Pendant une bonne partie de l’après-midi, les deux navires se livrèrent ainsi à ce dangereux ballet. Le Renard louvoyait dans le sillage du Trincomalee, harcelant sans relâche la poupe de la frégate pour empêcher les Hollandais d’y installer des batteries mobiles. Chaque fois que Vertongen tentait une manœuvre pour mettre son vaisseau de flanc et mettre en joue le cotre corsaire, Surcouf ordonnait à son équipage de manœuvrer en sens inverse et tenter de dépasser son adversaire par la poupe, ce qui obligeait le Hollandais à avorter sa manœuvre et poursuivre sa marche vers le Nord. Alors que le soleil commençait à décliner à l’horizon, la situation se décanta. Avec le refroidissement de l’air, le vent forcit, obligeant les deux navires à accélérer leur allure. D’abord cachée par les reliefs sombres des hautes montagnes de l’île, la silhouette d’un vaisseau se dessina. Il fonçait droit sur eux. Après quelques minutes, Nid-de-Pie put identifier son pavillon et hurla sa joie de distinguer le drapeau blanc de la flotte du roi Louis. Pour les Hollandais, la situation se compliquait. Le navire qui s’avançait vers eux était de la classe d’une frégate de même rang, et ils risquaient de se retrouver pris entre deux feux. L’engagement était inévitable. Une fois à quelques centaines de brasses l’une de l’autre, les frégates empannèrent toutes deux vers l’Est, se mettant ainsi dos au vent, et exposant l’une à l’autre leurs bordées de canons, sabords relevés. Un bruit assourdissant retentit, porté sur l’eau jusqu’aux oreilles d’Oscar et de Mircea qui regardaient le spectacle de l’affrontement de ces deux colosses des mers. Bientôt, le hurlement des hommes agonisant succéda au rugissement des canons.
C’est le moment que choisit Surcouf pour passer à l’abordage. Louvoyant toujours dans le sillage du Trincomalee, Il vira de bord et vint se placer contre la frégate hollandaise. Sur le pont principal, Andy, Rasteau, Phaïstos et Amund lancèrent leurs grappins qui se fichèrent dans les planches de bois du bastingage. Les flancs des deux navires se touchèrent dans un fracas assourdissant, et les pirates se ruèrent à l’abordage du Hollandais, Dents-Longues et Singh en tête.

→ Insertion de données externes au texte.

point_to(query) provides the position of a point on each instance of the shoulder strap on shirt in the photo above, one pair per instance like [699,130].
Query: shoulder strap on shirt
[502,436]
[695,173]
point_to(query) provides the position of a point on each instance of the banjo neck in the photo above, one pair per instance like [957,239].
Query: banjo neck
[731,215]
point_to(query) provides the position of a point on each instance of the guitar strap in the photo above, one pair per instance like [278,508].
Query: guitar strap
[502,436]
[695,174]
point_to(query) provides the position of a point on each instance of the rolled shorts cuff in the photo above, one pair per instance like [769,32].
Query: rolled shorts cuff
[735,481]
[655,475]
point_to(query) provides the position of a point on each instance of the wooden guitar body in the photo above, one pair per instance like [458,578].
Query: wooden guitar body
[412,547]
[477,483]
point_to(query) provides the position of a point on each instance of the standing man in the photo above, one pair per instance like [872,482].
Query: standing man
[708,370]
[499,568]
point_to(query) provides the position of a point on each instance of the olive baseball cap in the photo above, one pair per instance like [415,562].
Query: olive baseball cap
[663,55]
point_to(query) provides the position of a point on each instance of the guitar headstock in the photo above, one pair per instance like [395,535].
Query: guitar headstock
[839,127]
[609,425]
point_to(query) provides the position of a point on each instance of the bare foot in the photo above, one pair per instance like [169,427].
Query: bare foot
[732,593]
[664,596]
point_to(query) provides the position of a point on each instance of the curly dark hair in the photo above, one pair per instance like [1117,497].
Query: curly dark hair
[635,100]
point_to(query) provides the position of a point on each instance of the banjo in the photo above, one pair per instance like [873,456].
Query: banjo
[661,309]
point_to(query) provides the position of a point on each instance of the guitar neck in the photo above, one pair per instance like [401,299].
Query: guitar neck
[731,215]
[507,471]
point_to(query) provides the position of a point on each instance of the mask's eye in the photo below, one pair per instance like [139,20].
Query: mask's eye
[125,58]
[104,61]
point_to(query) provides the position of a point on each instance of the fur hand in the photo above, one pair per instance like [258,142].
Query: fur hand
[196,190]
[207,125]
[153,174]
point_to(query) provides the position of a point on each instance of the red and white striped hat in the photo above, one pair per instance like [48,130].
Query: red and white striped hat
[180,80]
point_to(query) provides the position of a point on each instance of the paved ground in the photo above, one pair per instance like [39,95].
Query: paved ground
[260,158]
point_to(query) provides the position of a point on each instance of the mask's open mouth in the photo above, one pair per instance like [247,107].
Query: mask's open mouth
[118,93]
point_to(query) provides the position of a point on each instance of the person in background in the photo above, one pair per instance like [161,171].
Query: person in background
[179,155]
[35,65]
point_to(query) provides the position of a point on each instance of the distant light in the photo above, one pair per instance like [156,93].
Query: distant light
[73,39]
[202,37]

L’effet de surprise fut total. Oscar et Mircea tirèrent leurs rapières de leurs fourreaux et sautèrent, côte à côte, sur la frégate, en hurlant pour se donner du courage. À leur droite, ils virent Törmund et Amund les dépasser en courant, le premier faisant tournoyer ses deux haches vikings au-dessus de sa tête, le second armé de sa masse d’arme et de son bouclier en étain. À leur gauche, Wardin était armé de son szablya, un sabre à la lame courte et courbée typique de la cavalerie hongroise, qu’il avait obtenu lors de son périple en Europe. Il se battait à un contre trois, mais Balaïkhan, Leevi et Hermione tournoyaient autour de lui, frappant ses adversaires à coups de becs et lacérant leur chair de leurs serres. Le pont principal du Trincomalee était une véritable scène d’horreur. La fumée produite par la poudre à canon et les planches en feu plongeait les hommes dans une brume étouffante où se mêlaient les odeurs de soufre et de sang. Les cris des blessés répondaient aux coups de feu des mousquets et des pistolets, et le fracas des sabres qui s’entrechoquaient surmontait le tout.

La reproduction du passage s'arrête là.